An Illinois Supreme Court ruling allowing criminal prosecution of business executives for employees' workplace injuries could produce an unpredictable patchwork of local safety standards, the head of a state business group says.
The ruling could affect the case of Utah businessman Michael T. MacKay.The state's highest court said Thursday that five officials of Chicago Magnet Wire Co. could be prosecuted on charges including aggravated battery and reckless conduct in connection with injuries to 42 employees that allegedly resulted from unsafe working conditions.
Overturning lower court decisions, justices ruled without written dissent that the federal Occupational Safety and Health Act, which governs workplace safety, does not bar criminal prosecution for unsafe working conditions.
Cook County State's Attorney Richard M. Daley, whose office is prosecuting the case, said the decision has "national importance" and will safeguard workers from "a very few unscrupulous employers who put profits above the safety of their workers."
But Arthur Gottschalk, president of the Illinois Manufacturers Association, warned that local prosecutors might apply varying safety standards and back up their judgments with criminal sanctions.

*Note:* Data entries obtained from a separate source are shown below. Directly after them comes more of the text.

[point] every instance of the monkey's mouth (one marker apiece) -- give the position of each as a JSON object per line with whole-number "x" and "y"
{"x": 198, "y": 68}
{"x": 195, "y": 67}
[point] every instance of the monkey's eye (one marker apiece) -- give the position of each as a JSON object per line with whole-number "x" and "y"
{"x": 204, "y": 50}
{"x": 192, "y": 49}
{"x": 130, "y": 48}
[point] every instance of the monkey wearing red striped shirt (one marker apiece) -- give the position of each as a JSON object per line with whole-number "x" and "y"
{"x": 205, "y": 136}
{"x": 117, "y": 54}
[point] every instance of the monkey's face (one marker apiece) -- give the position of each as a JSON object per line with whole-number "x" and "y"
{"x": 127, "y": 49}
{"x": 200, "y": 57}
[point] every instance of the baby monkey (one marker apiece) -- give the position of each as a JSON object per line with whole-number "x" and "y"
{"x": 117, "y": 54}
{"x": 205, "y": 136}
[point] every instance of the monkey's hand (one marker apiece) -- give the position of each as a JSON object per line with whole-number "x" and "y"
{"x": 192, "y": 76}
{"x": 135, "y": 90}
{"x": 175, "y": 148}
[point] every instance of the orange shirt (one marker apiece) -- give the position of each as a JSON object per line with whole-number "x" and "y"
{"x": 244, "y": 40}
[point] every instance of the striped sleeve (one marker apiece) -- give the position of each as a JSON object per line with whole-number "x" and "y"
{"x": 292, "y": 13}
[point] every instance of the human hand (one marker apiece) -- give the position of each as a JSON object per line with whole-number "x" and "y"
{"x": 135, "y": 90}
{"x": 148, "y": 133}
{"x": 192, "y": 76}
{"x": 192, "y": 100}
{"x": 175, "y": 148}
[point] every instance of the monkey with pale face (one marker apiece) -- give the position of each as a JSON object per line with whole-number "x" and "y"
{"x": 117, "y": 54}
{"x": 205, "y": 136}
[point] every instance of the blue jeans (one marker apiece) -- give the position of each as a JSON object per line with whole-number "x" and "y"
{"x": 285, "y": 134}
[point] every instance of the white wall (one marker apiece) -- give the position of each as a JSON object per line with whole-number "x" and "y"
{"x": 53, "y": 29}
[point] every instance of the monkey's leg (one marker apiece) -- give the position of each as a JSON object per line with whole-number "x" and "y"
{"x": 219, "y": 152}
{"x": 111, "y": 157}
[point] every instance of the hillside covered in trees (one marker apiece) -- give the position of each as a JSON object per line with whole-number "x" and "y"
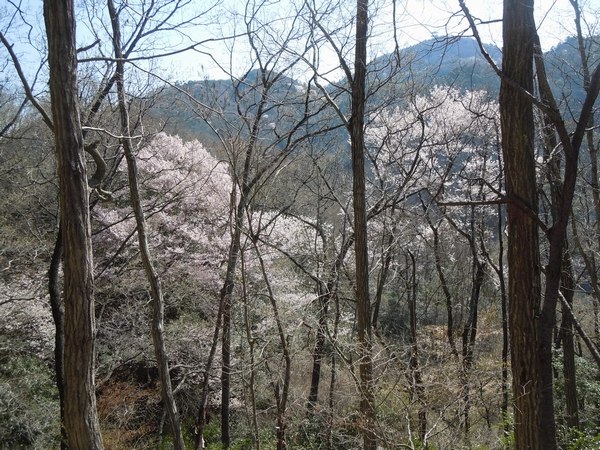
{"x": 331, "y": 246}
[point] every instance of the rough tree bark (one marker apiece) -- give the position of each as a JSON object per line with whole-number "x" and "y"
{"x": 156, "y": 294}
{"x": 524, "y": 284}
{"x": 356, "y": 128}
{"x": 81, "y": 421}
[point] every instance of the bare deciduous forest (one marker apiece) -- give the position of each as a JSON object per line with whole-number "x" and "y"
{"x": 342, "y": 241}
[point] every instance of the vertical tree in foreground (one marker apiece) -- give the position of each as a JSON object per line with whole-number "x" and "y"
{"x": 524, "y": 285}
{"x": 363, "y": 309}
{"x": 81, "y": 421}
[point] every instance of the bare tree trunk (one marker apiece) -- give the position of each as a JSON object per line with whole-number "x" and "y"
{"x": 59, "y": 326}
{"x": 80, "y": 417}
{"x": 151, "y": 273}
{"x": 499, "y": 269}
{"x": 416, "y": 378}
{"x": 325, "y": 295}
{"x": 568, "y": 345}
{"x": 524, "y": 287}
{"x": 251, "y": 344}
{"x": 281, "y": 391}
{"x": 367, "y": 390}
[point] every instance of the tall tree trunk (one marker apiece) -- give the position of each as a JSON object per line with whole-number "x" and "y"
{"x": 568, "y": 345}
{"x": 226, "y": 293}
{"x": 367, "y": 390}
{"x": 251, "y": 345}
{"x": 524, "y": 286}
{"x": 416, "y": 377}
{"x": 156, "y": 294}
{"x": 325, "y": 295}
{"x": 281, "y": 391}
{"x": 59, "y": 327}
{"x": 81, "y": 420}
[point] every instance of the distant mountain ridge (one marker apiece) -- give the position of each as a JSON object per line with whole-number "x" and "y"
{"x": 438, "y": 61}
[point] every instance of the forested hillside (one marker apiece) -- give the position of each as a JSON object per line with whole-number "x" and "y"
{"x": 345, "y": 241}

Harvey Silets, a attorney for one of the defendants, has predicted that the case ultimately will go to the U.S. Supreme Court.
"It is of such significant national importance that it will more than likely be taken up on appeal," Silets said after arguing the case last year.
Thursday's ruling also set a possible precedent for another Illinois case in which three executives of Film Recovery Systems Inc., a suburban Chicago company, were convicted of murder and sentenced to prison in the death of a factory worker who was exposed to cyanide on the job.
That case, currently on appeal, was the first in U.S. history in which corporate executives were convicted of murder in a safety-related workplace death.
MacKay, a former company director, was one of those charged, but Gov. Norm Bangerter and former Gov. Scott M. Matheson thrice rejected prosecutors' attempts to extradite him to Illinois.
MacKay, who has said his interest in the company was purely financial, declined comment on the ruling late Thursday.
"We're disappointed," said MacKay's attorney, Richard B. Farrari. "We just don't know what action the state's attorney will take, whether he will seek extradition now or wait until the matter is ultimately disposed of by the Illinois Supreme Court."